Take a rake and rake through the newly tilled soil to look for any clumps and any large rocks and remove them.
I was gentle about it and did a lot with the back of a rake, just to push the soil and level things. The farming process yielded many rocks for us.
Bordering the garden plot
Placing borders around your plot with blocks, wood, or even cheap landscape edges will help keep weeds and grass out of your garden. It's not necessary, but it can be helpful.
The goal here is to prevent weeds from creeping back to the edges of the garden. So, dig it down a little bit.

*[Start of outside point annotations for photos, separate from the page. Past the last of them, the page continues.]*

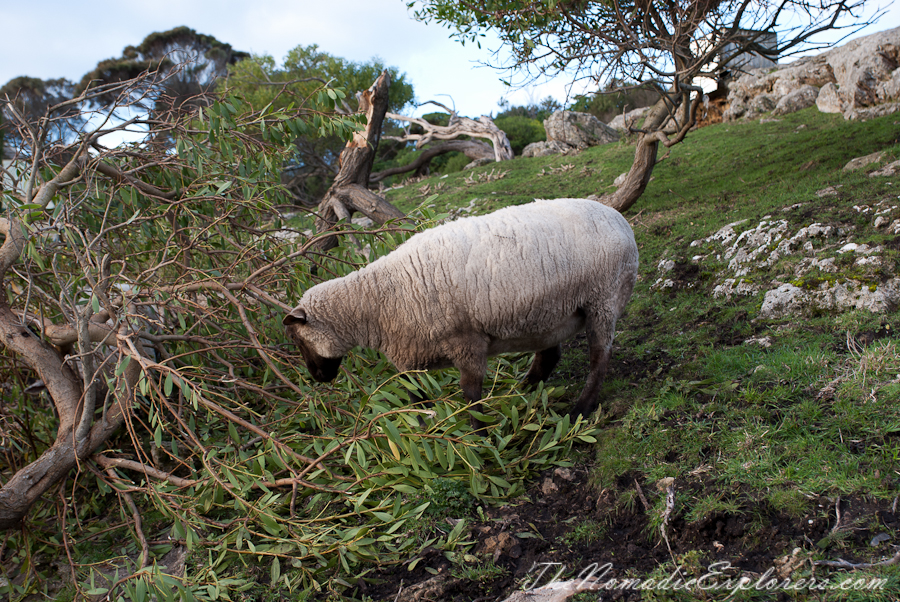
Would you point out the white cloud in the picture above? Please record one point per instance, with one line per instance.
(61, 38)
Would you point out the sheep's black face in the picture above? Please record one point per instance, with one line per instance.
(322, 369)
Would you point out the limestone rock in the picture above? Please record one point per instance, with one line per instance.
(889, 170)
(862, 162)
(632, 117)
(788, 299)
(580, 130)
(545, 149)
(828, 100)
(866, 113)
(864, 69)
(797, 100)
(858, 79)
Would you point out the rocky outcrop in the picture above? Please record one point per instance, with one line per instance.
(796, 270)
(631, 118)
(569, 131)
(858, 80)
(546, 148)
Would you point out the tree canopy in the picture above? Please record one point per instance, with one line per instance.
(669, 44)
(262, 82)
(189, 64)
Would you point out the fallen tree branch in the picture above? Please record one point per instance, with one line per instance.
(473, 149)
(148, 471)
(483, 127)
(349, 193)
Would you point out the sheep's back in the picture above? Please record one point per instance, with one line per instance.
(504, 273)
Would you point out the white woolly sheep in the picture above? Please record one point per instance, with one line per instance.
(520, 279)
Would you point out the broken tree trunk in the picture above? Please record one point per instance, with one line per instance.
(483, 127)
(472, 149)
(349, 192)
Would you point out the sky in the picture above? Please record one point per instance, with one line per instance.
(66, 38)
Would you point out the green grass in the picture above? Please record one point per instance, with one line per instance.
(749, 428)
(745, 430)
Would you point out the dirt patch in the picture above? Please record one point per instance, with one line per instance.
(548, 531)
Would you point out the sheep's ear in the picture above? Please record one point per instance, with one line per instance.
(297, 316)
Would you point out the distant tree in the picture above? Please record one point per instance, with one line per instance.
(667, 43)
(261, 81)
(521, 131)
(34, 99)
(188, 66)
(615, 97)
(539, 111)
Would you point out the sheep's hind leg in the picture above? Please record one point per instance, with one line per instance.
(600, 336)
(542, 366)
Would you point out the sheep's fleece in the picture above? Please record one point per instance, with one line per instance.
(520, 279)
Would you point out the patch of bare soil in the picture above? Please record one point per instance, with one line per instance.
(538, 534)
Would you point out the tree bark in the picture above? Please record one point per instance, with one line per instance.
(473, 149)
(652, 135)
(349, 192)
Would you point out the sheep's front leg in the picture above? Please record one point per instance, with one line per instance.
(542, 366)
(471, 361)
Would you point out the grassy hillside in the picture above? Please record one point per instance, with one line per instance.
(723, 436)
(764, 442)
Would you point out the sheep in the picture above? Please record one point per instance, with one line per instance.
(521, 279)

Alternatively, you can mulch around the border, but you may want something to keep the mulch in place. This is optional, of course, but it helps a lot, so I'm adding it.
Planted garden bed
Once you've got the soil working, added compost or organic matter, and raked everything out, it's time to plant!
As long as you use well-aged compost, you're ready to plant. Whether you start seedlings or pick them up from your local nursery, you can plant.
Covered garden bed
After you've planted everything, you'll need to add a 3-4 inch layer of mulch on top. I strongly recommend using old hay bales. Yes, you read that right. If possible, I cover my garden with hay instead of straw.
Old hay, stale, new hay. When you didn't get old hay last fall, the best way to get old hay is to find a farmer who has some old hay that has been out all winter.
You want old bundles that have been left out of the element, as this allows the seeds to germinate and the bundles to start breaking down. Hay makes a wonderful nutritional addition to your garden, while straw is almost useless in this sector.
However, you do not want to add freshly cut hay to your garden. You'll end up with all kinds of weeds/grass everywhere. So, if you can't get hay, use straw or wood shavings.
Another warning is to make sure that anything you use for mulch is not sprayed. It is important to know your farmers and that they know what is being done to their fields. Some farmers are surprised to find that the chemicals they spray kill vegetation when hay or straw is placed in the garden.
Once you've got everything in place, it's time to water it. Watering a garden is an art. You want to water everything very deep. A bit like a good rain would do. The top mulch will help keep the moisture content where it needs to be.
This year, you will have a beautiful, productive garden with a good harvest from the garden bed you just prepared this spring. Next year? You'll have beautiful, nutrient-rich soil right from the start. You have this. Go to your garden!